Dentro dessas possibilidades, o governo de Minas tem uma agenda com foco em tecnologias para águas e agricultura, mobilidade do futuro, mining hub, e a expressão Minas Kasher ou Kosher. As palavras hebraicas significam “apropriado” e são usadas para classificar produtos alimentícios que obedecem ao judaísmo. Em Israel, estar dentro dessas normas é fundamental para expansão e desenvolvimento de qualquer produto. 

Ric Scheinkman acrescentou que o ecossistema econômico de Israel está aberto para oportunidades de negócios com o Brasil. “Este ano, o país já investiu US$ 18 bilhões em mais de 500 empresas.
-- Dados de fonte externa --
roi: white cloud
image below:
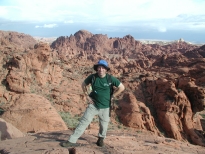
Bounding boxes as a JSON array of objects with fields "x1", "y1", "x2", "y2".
[
  {"x1": 158, "y1": 27, "x2": 167, "y2": 33},
  {"x1": 64, "y1": 20, "x2": 74, "y2": 24},
  {"x1": 0, "y1": 6, "x2": 8, "y2": 17},
  {"x1": 0, "y1": 0, "x2": 205, "y2": 32},
  {"x1": 35, "y1": 24, "x2": 58, "y2": 28}
]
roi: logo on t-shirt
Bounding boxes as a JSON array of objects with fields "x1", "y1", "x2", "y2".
[{"x1": 104, "y1": 83, "x2": 109, "y2": 87}]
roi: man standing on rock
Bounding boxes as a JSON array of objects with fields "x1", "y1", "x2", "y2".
[{"x1": 61, "y1": 60, "x2": 125, "y2": 147}]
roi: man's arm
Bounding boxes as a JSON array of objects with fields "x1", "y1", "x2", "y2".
[
  {"x1": 112, "y1": 83, "x2": 125, "y2": 98},
  {"x1": 81, "y1": 82, "x2": 88, "y2": 95},
  {"x1": 81, "y1": 82, "x2": 94, "y2": 104}
]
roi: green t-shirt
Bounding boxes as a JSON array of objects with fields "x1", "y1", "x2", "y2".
[{"x1": 84, "y1": 74, "x2": 120, "y2": 109}]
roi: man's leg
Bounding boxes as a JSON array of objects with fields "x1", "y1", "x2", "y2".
[
  {"x1": 98, "y1": 108, "x2": 110, "y2": 138},
  {"x1": 68, "y1": 104, "x2": 98, "y2": 143}
]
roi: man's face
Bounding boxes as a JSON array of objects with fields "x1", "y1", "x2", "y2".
[{"x1": 97, "y1": 66, "x2": 107, "y2": 77}]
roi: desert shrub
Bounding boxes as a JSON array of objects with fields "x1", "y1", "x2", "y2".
[{"x1": 59, "y1": 112, "x2": 80, "y2": 129}]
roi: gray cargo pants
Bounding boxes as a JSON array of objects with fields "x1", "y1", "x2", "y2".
[{"x1": 68, "y1": 104, "x2": 110, "y2": 143}]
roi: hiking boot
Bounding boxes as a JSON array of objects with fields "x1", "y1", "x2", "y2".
[
  {"x1": 60, "y1": 141, "x2": 78, "y2": 147},
  {"x1": 96, "y1": 137, "x2": 104, "y2": 147}
]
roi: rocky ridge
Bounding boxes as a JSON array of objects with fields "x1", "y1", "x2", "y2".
[{"x1": 0, "y1": 30, "x2": 205, "y2": 153}]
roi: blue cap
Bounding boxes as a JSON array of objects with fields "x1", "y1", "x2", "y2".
[{"x1": 93, "y1": 60, "x2": 110, "y2": 71}]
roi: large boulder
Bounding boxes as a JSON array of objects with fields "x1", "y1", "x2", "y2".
[
  {"x1": 0, "y1": 118, "x2": 24, "y2": 140},
  {"x1": 2, "y1": 94, "x2": 67, "y2": 133}
]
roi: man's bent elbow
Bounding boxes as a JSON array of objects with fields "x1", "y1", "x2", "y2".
[{"x1": 118, "y1": 83, "x2": 125, "y2": 91}]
E essas empresas estão nas áreas de saúde, inteligência artificial, fintechs, mobilidade, agro e tecnologias, tecnologias para comida e água, segurança cibernética, internet das coisas e defesa”, completou.

 

Apex – Brasil

Felipe Campbel apresentou algumas possibilidades de negócios que estão no radar da agência, que é a oficial do Brasil para promoção de negócios internacionais, dentre eles e-commerce; novos formatos de promoção comercial digital; estratégia regional, ampliação das ações de apoio à expansão internacional de empresas brasileiras; estratégias de branding que fortaleçam o posicionamento do Brasil; e atração de investimentos e cadeias globais de valor.

O setor alimentício é uma grande possibilidade de negócios entre os países. Alguns produtos brasileiros estão em alta em Israel, como castanhas do Brasil e sucos cítricos, que registraram crescimento de exportações após o acordo com o Mercosul; produtos saudáveis e orgânicos, e aqui entram o açaí e a tapioca; e ainda calçados com sola de borracha, principalmente as sandálias Havaianas, febre no país. 
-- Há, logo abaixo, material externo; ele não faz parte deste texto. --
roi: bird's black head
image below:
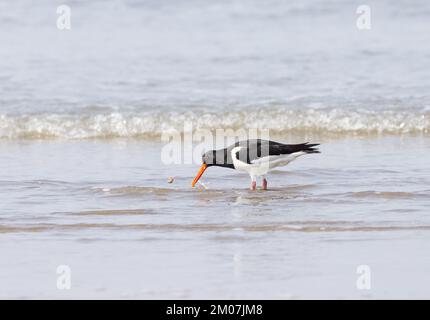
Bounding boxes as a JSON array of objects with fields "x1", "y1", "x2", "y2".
[{"x1": 191, "y1": 149, "x2": 234, "y2": 187}]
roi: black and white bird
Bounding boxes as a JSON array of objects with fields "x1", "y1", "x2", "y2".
[{"x1": 191, "y1": 139, "x2": 319, "y2": 190}]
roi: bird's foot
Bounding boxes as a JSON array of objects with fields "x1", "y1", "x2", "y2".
[{"x1": 261, "y1": 178, "x2": 267, "y2": 190}]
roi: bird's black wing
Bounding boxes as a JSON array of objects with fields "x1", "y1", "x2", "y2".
[{"x1": 232, "y1": 139, "x2": 319, "y2": 164}]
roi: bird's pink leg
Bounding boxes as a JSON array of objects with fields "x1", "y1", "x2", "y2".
[{"x1": 261, "y1": 178, "x2": 267, "y2": 190}]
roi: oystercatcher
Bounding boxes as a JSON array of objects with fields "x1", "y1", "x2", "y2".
[{"x1": 191, "y1": 139, "x2": 319, "y2": 190}]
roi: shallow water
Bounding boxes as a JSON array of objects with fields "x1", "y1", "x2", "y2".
[{"x1": 0, "y1": 137, "x2": 430, "y2": 298}]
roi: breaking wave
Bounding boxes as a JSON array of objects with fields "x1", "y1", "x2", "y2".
[{"x1": 0, "y1": 108, "x2": 430, "y2": 139}]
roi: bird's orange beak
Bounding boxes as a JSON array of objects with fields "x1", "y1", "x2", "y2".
[{"x1": 191, "y1": 163, "x2": 208, "y2": 188}]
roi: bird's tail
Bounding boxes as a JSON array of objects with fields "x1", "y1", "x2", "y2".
[{"x1": 289, "y1": 142, "x2": 320, "y2": 153}]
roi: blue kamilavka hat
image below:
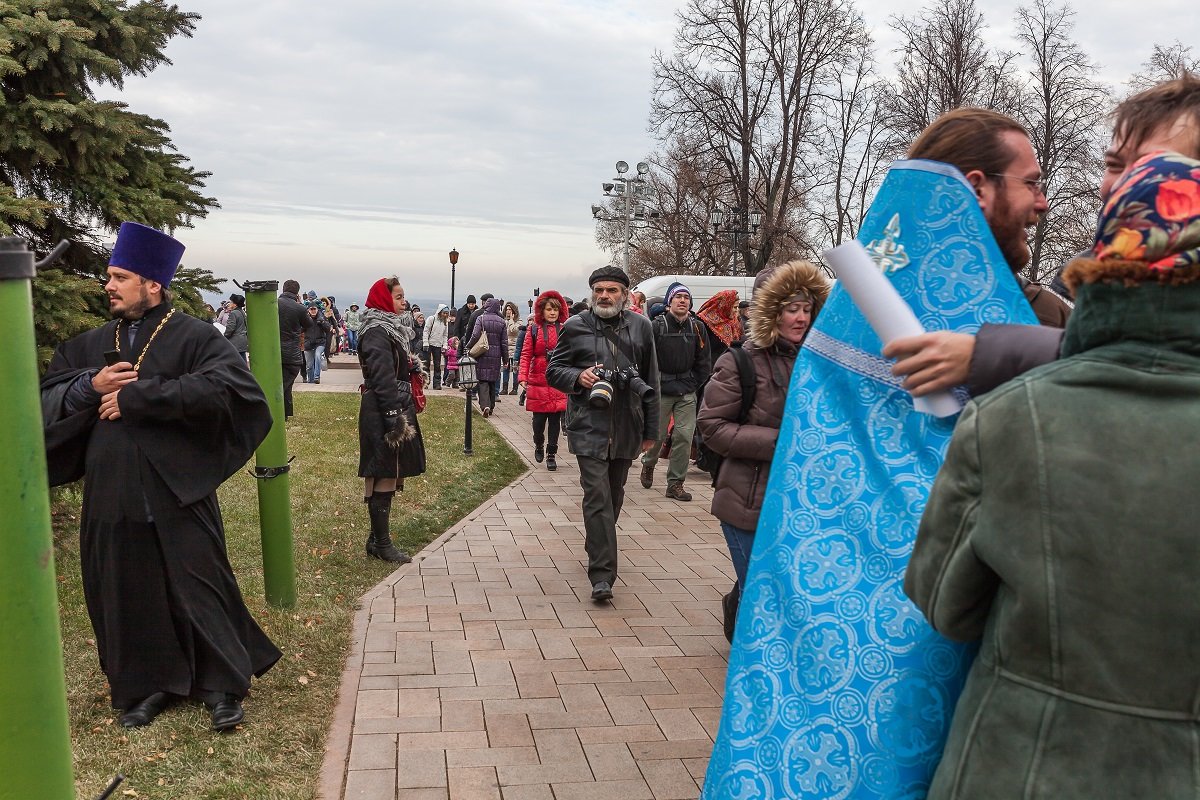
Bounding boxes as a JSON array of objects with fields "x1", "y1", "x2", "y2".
[{"x1": 108, "y1": 222, "x2": 184, "y2": 287}]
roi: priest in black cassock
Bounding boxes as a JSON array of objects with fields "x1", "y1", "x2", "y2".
[{"x1": 42, "y1": 222, "x2": 281, "y2": 730}]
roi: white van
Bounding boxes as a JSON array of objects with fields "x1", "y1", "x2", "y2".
[{"x1": 634, "y1": 275, "x2": 754, "y2": 309}]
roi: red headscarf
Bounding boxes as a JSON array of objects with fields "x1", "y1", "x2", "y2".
[
  {"x1": 366, "y1": 278, "x2": 396, "y2": 314},
  {"x1": 696, "y1": 289, "x2": 742, "y2": 347}
]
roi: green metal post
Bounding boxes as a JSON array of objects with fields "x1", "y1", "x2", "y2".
[
  {"x1": 241, "y1": 281, "x2": 296, "y2": 608},
  {"x1": 0, "y1": 236, "x2": 76, "y2": 800}
]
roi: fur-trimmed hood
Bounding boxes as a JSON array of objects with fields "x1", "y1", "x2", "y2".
[
  {"x1": 533, "y1": 289, "x2": 571, "y2": 325},
  {"x1": 746, "y1": 261, "x2": 832, "y2": 350}
]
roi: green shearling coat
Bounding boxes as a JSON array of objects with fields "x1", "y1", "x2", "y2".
[{"x1": 905, "y1": 282, "x2": 1200, "y2": 800}]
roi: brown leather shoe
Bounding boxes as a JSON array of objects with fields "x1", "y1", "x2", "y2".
[
  {"x1": 667, "y1": 483, "x2": 691, "y2": 503},
  {"x1": 642, "y1": 464, "x2": 654, "y2": 489}
]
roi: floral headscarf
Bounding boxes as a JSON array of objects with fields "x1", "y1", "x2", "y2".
[
  {"x1": 1093, "y1": 152, "x2": 1200, "y2": 279},
  {"x1": 696, "y1": 289, "x2": 742, "y2": 347}
]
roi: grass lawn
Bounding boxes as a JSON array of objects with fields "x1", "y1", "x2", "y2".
[{"x1": 54, "y1": 392, "x2": 524, "y2": 800}]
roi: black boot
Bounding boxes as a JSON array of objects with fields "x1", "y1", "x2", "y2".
[{"x1": 367, "y1": 492, "x2": 413, "y2": 564}]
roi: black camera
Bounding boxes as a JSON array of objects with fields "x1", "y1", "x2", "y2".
[{"x1": 588, "y1": 366, "x2": 654, "y2": 408}]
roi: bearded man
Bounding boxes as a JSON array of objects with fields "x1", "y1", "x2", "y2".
[
  {"x1": 546, "y1": 266, "x2": 659, "y2": 602},
  {"x1": 42, "y1": 222, "x2": 281, "y2": 730}
]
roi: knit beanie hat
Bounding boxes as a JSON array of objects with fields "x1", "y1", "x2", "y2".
[
  {"x1": 108, "y1": 222, "x2": 184, "y2": 287},
  {"x1": 588, "y1": 264, "x2": 629, "y2": 289},
  {"x1": 664, "y1": 281, "x2": 691, "y2": 311}
]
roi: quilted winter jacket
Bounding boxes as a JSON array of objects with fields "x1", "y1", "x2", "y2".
[
  {"x1": 696, "y1": 261, "x2": 829, "y2": 533},
  {"x1": 517, "y1": 291, "x2": 566, "y2": 414}
]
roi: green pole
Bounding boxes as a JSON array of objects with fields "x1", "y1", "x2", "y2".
[
  {"x1": 241, "y1": 281, "x2": 296, "y2": 608},
  {"x1": 0, "y1": 236, "x2": 76, "y2": 800}
]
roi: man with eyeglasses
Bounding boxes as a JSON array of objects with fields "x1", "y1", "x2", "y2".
[
  {"x1": 883, "y1": 82, "x2": 1200, "y2": 396},
  {"x1": 883, "y1": 108, "x2": 1070, "y2": 396}
]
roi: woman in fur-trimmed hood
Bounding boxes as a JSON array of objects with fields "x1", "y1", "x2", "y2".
[
  {"x1": 696, "y1": 261, "x2": 829, "y2": 638},
  {"x1": 905, "y1": 154, "x2": 1200, "y2": 800}
]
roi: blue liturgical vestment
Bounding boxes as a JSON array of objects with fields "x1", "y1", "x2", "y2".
[{"x1": 702, "y1": 161, "x2": 1037, "y2": 800}]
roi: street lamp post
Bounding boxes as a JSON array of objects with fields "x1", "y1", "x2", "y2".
[
  {"x1": 458, "y1": 354, "x2": 479, "y2": 456},
  {"x1": 708, "y1": 209, "x2": 762, "y2": 273},
  {"x1": 592, "y1": 161, "x2": 662, "y2": 275}
]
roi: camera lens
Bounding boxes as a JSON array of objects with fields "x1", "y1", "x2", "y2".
[{"x1": 588, "y1": 380, "x2": 613, "y2": 408}]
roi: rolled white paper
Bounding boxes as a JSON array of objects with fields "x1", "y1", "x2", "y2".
[{"x1": 823, "y1": 240, "x2": 962, "y2": 416}]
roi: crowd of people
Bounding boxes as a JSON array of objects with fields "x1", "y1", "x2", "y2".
[{"x1": 35, "y1": 71, "x2": 1200, "y2": 798}]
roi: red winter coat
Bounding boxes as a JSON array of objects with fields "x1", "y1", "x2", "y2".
[{"x1": 517, "y1": 291, "x2": 568, "y2": 414}]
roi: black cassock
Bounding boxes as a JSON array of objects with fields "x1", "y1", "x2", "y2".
[{"x1": 42, "y1": 303, "x2": 281, "y2": 709}]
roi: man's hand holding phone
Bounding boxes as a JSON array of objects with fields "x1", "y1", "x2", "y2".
[{"x1": 91, "y1": 350, "x2": 138, "y2": 420}]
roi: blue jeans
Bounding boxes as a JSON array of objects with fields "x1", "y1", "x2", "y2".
[
  {"x1": 721, "y1": 522, "x2": 754, "y2": 600},
  {"x1": 304, "y1": 344, "x2": 325, "y2": 384}
]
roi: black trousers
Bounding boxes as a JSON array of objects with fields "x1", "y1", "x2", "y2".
[
  {"x1": 283, "y1": 363, "x2": 304, "y2": 417},
  {"x1": 576, "y1": 456, "x2": 634, "y2": 587},
  {"x1": 533, "y1": 411, "x2": 563, "y2": 456}
]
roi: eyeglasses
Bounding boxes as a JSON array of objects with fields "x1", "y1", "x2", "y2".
[{"x1": 986, "y1": 173, "x2": 1046, "y2": 197}]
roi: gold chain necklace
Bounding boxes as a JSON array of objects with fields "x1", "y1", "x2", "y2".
[{"x1": 113, "y1": 308, "x2": 176, "y2": 372}]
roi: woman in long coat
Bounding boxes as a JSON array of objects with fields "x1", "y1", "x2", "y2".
[
  {"x1": 463, "y1": 297, "x2": 509, "y2": 416},
  {"x1": 500, "y1": 302, "x2": 521, "y2": 395},
  {"x1": 359, "y1": 277, "x2": 425, "y2": 564},
  {"x1": 517, "y1": 291, "x2": 568, "y2": 471}
]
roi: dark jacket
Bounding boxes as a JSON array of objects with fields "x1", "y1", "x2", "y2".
[
  {"x1": 696, "y1": 261, "x2": 829, "y2": 533},
  {"x1": 304, "y1": 312, "x2": 330, "y2": 351},
  {"x1": 451, "y1": 303, "x2": 479, "y2": 345},
  {"x1": 226, "y1": 308, "x2": 250, "y2": 353},
  {"x1": 549, "y1": 311, "x2": 659, "y2": 459},
  {"x1": 463, "y1": 297, "x2": 509, "y2": 380},
  {"x1": 650, "y1": 311, "x2": 713, "y2": 396},
  {"x1": 359, "y1": 327, "x2": 425, "y2": 477},
  {"x1": 904, "y1": 277, "x2": 1200, "y2": 800},
  {"x1": 280, "y1": 291, "x2": 317, "y2": 363}
]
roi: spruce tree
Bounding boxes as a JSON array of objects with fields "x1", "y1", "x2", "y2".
[{"x1": 0, "y1": 0, "x2": 222, "y2": 360}]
Ele ainda aponta áreas com forte comércio: equipamento de transporte, principalmente peças de ônibus e caminhão; higiene pessoal; cosméticos; gemas e pedras preciosas; celulose e papel; moda praia; e design de móveis. 
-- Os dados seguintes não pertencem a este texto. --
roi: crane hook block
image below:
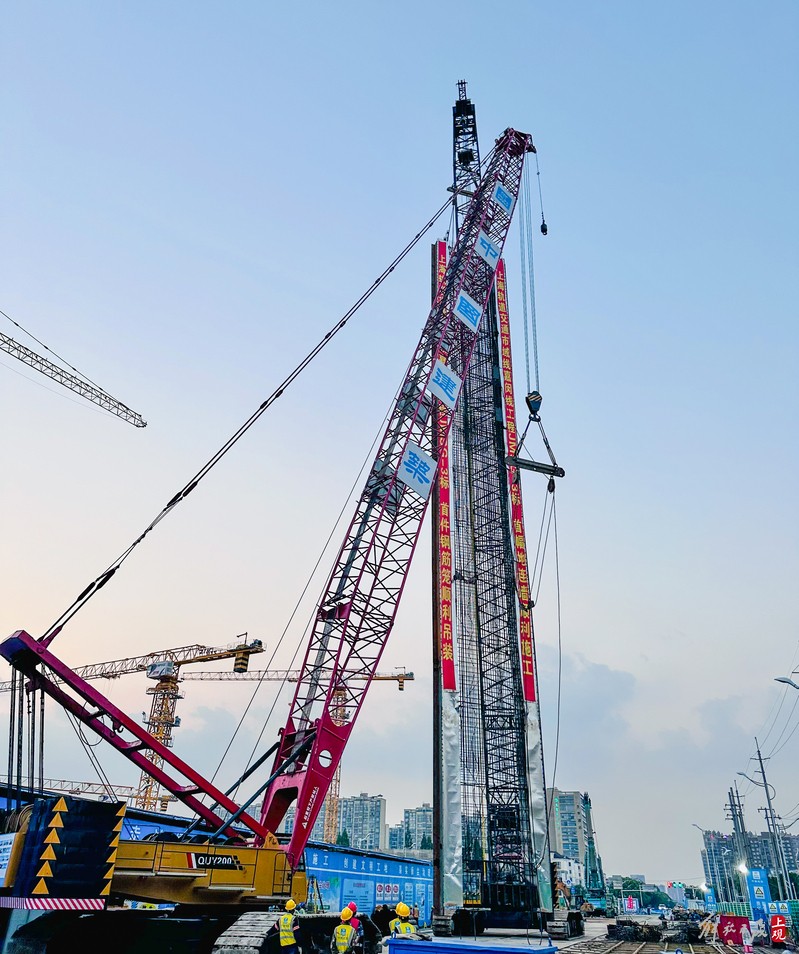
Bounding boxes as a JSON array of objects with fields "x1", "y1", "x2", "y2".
[{"x1": 524, "y1": 391, "x2": 544, "y2": 417}]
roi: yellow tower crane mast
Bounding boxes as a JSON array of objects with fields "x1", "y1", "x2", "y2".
[
  {"x1": 0, "y1": 633, "x2": 264, "y2": 811},
  {"x1": 182, "y1": 669, "x2": 414, "y2": 845}
]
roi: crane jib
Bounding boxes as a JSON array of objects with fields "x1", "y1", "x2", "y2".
[
  {"x1": 261, "y1": 130, "x2": 533, "y2": 861},
  {"x1": 0, "y1": 129, "x2": 534, "y2": 865}
]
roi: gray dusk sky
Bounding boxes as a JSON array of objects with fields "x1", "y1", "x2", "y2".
[{"x1": 0, "y1": 0, "x2": 799, "y2": 882}]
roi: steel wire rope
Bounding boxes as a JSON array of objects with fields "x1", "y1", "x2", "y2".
[
  {"x1": 536, "y1": 493, "x2": 563, "y2": 867},
  {"x1": 206, "y1": 360, "x2": 407, "y2": 796},
  {"x1": 64, "y1": 709, "x2": 117, "y2": 798},
  {"x1": 0, "y1": 309, "x2": 111, "y2": 392},
  {"x1": 0, "y1": 361, "x2": 123, "y2": 417},
  {"x1": 41, "y1": 191, "x2": 452, "y2": 643}
]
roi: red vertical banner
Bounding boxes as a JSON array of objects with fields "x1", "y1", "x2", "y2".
[
  {"x1": 495, "y1": 260, "x2": 536, "y2": 702},
  {"x1": 435, "y1": 236, "x2": 457, "y2": 692}
]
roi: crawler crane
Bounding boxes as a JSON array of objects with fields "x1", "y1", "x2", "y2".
[{"x1": 0, "y1": 129, "x2": 534, "y2": 943}]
E o ponto de atenção é o setor de games. A expectativa é que, em 2025, metade da população israelense deva estar consumindo algum tipo de jogo eletrônico, sendo os jogos pelo celular os mais populares. 

Ao fim do evento, o vice-presidente e coordenador dos conselhos da ACMinas, Marcos Brafman, falou da importância dos dados apresentados para possibilitar os estreitamentos das relações comerciais entre Minas e Israel.